GIDS Summit 2026 – What Attendees Really Cared About
GIDS Summit 2026 was electric around two core themes: explainability in AI and open source governance. Here is what the event looked like from the audience perspective.
GIDS Summit 2026 – What Attendees Really Cared About
The summit was electric around two core themes: explainability in AI and open source governance. Technical leaders, architects, and practitioners from across enterprise software came specifically to dig into practical, real-world problems—not just vendor pitches.
The Buzz and What Drew People In
AISquare's Explainability Layer resonated instantly, especially with banking and regulated industry teams. Open source repos got genuine traction—developers weren't just "kicking the tires," but actively forking, starring, and planning to contribute.
There was a genuine hunger for transparency and auditability in AI systems across enterprise teams. The conversations made it clear that this is no longer a nice-to-have—it is table-stakes.
The Hard Questions Teams Asked
Despite the excitement, attendees came with specific challenges and pushback.
Integration Headaches:
Teams wanted to know how AISquare fits into their existing stack. "Do you support Go? .NET? Python? What about our data warehouse connectors?" SDK language gaps were a real pain point—enterprise teams don't stick to one language, and they need broad coverage to adopt confidently.
Observability and Monitoring Gaps:
Enterprises want clean, real-time visibility into what AI systems are doing. Fast troubleshooting when things go wrong. Auditing, tracing, and live dashboards—not just logs. The ask was clear: if you want enterprise adoption, observability has to be first-class.
Governance and Compliance Demands:
Banks and big corporates need airtight audit trails. The ability to prove who made what decision and why at any moment. Risk teams want line-by-line transparency and configurable permissions. This came up in nearly every serious enterprise conversation.
Competitive Landscape from the Floor
Attendees were comparing tools and platforms openly:
- Opik: Seen as strong on explainability, but integration story is hit-or-miss.
- Orkes: Good at workflow orchestration, but weaker on governance and compliance.
- AISquare: Positioned as the bridge—open source credibility combined with enterprise muscle and practical governance.
The real differentiator attendees saw was developer-friendliness.
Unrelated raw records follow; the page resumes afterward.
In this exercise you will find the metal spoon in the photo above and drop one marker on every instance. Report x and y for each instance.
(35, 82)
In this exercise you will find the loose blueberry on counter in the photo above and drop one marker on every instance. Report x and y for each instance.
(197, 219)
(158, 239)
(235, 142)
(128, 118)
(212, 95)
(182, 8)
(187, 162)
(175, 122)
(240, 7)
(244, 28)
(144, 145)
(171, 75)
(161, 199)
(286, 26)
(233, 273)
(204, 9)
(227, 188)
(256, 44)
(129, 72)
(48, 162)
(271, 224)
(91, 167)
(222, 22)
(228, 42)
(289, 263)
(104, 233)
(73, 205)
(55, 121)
SDKs for any stack, API docs that actually make sense, and deployment playbooks that work in the real world. As one attendee put it: "If you win over the developers first, the product gets championed internally."
What Attendees Wanted to See Next
From both the product and community side, the asks were clear.
For Product Teams:
Live demos showing integration in action, not theoretical talks. Analytics dashboards that prove ROI immediately. Real-world use cases they could learn from and replicate.
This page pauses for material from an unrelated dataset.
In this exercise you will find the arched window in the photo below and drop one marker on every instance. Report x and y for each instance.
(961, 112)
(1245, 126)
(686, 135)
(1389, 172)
For the Developer Community:
Fast iteration on SDKs and connectors. Frictionless onboarding. Keeping docs, code samples, and getting-started guides in sync. More community feedback loops and continuous iteration.
Bottom Line from the Floor
Attendees left feeling that AISquare understood a real pain point—making AI explainable and governable at enterprise scale, with open source roots. But there was also a clear message: execution matters more than vision.
Close the integration gaps, ship the SDKs, smooth out the observability, and you've got something teams actually want to deploy.
The energy was there. The skepticism was healthy. The opportunity was real.